【片言隻句】鋼材流通の「働き方改革」

 「鋼材流通は、業務での電子化があまり進んでいない業界にみえます」と、AIやITに詳しい人の声。日々の受発注業務を、スタッフがその都度対応しているケースが多いと感じているようだ。「特に大手の顧客ではシステム化が進んでいる。継続的な取引であれば、電子化によってミスが減り、オフィス全体の生産性も高まる」と。

 先日、自動車販売店を訪問した。そこで販売員にもらった名刺。メールアドレスも携帯電話番号もない。名刺にメールアドレスがないのは「時代遅れの証拠」と指摘されたのは10年以上も前だが、自動車販売の場合は小売りが主体で地回りも多い。業務の性質上、そうした情報を入れない方が好都合なのだろう。逆に「ビジネスモデルを変えるのが難しい」業種とも言えるのだろうが。

 一方、鋼材流通業は卸売りの性質が強い。加工業務も増え小売り的になってきてはいるが、自動車の販売員ほどではない。効率化の余地はある。

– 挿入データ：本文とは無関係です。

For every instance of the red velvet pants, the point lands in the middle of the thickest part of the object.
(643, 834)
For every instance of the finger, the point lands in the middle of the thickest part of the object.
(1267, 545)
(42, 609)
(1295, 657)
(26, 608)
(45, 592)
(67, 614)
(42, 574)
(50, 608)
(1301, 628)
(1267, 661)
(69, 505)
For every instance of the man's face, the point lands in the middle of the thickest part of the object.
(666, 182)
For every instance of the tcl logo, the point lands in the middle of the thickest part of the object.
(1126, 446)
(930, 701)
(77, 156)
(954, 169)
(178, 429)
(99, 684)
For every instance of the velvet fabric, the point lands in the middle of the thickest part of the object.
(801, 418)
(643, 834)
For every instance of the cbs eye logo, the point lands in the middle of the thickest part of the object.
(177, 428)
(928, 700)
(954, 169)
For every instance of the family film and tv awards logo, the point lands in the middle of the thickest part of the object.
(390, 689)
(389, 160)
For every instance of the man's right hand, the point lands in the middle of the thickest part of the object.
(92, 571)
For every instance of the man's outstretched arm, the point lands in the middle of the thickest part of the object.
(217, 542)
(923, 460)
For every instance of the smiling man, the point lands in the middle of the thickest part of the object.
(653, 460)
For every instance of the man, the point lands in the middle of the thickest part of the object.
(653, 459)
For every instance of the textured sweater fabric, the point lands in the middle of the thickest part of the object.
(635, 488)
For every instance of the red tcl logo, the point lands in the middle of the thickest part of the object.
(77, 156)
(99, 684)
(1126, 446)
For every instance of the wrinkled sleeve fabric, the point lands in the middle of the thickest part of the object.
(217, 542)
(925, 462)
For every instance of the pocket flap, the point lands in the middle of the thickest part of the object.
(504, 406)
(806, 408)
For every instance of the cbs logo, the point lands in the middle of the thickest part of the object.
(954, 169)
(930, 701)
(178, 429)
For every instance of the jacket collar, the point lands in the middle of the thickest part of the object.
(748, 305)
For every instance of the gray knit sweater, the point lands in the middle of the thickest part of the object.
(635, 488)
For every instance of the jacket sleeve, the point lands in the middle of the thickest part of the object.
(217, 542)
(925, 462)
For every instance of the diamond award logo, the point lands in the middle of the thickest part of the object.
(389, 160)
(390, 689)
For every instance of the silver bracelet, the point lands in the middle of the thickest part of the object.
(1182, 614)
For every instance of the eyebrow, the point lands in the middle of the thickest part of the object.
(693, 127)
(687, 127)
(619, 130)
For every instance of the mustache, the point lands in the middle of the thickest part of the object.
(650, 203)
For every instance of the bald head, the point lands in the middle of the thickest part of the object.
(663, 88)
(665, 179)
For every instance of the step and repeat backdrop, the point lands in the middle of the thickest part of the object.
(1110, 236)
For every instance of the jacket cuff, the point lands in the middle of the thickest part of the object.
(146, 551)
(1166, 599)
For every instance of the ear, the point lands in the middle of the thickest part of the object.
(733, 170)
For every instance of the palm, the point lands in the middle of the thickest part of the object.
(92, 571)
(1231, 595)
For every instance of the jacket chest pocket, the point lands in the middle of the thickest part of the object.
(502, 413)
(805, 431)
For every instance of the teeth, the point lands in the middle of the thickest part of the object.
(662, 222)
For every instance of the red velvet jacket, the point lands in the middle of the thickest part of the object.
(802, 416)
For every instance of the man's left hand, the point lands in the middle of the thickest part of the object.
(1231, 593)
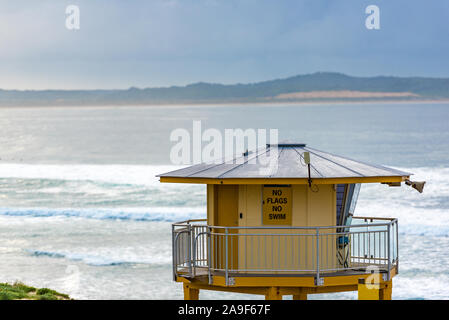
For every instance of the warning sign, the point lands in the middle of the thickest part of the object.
(277, 205)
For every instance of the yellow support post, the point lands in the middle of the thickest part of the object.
(376, 291)
(190, 293)
(273, 293)
(385, 293)
(301, 296)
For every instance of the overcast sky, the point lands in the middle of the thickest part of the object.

 そんな話を鋼材問屋の経営者に話したら「難しいかもしれないね」との反応が返ってきた。実際、同社でも社員に対して「業務効率を上げるためにはどうしたらいいか」と問題提起して意見を求めたことがある。社内はほぼ無反応だったという。

 「効率化を考えるということは、自分たちの仕事量が増えるか、下手をすれば不要になるということにつながりかねないからね。それに商慣習上、人手を介するということに顧客満足を見出している部分もある」。

 既存の販売コンテンツと慣習が固まっていれば、変化は好まれない。反面、トレンドである「働き方改革」も進めにくくなる。「人手不足は2020年ごろから徐々に解消する」という予想もある中で、これからの鋼材流通をどう考えていけばいいか。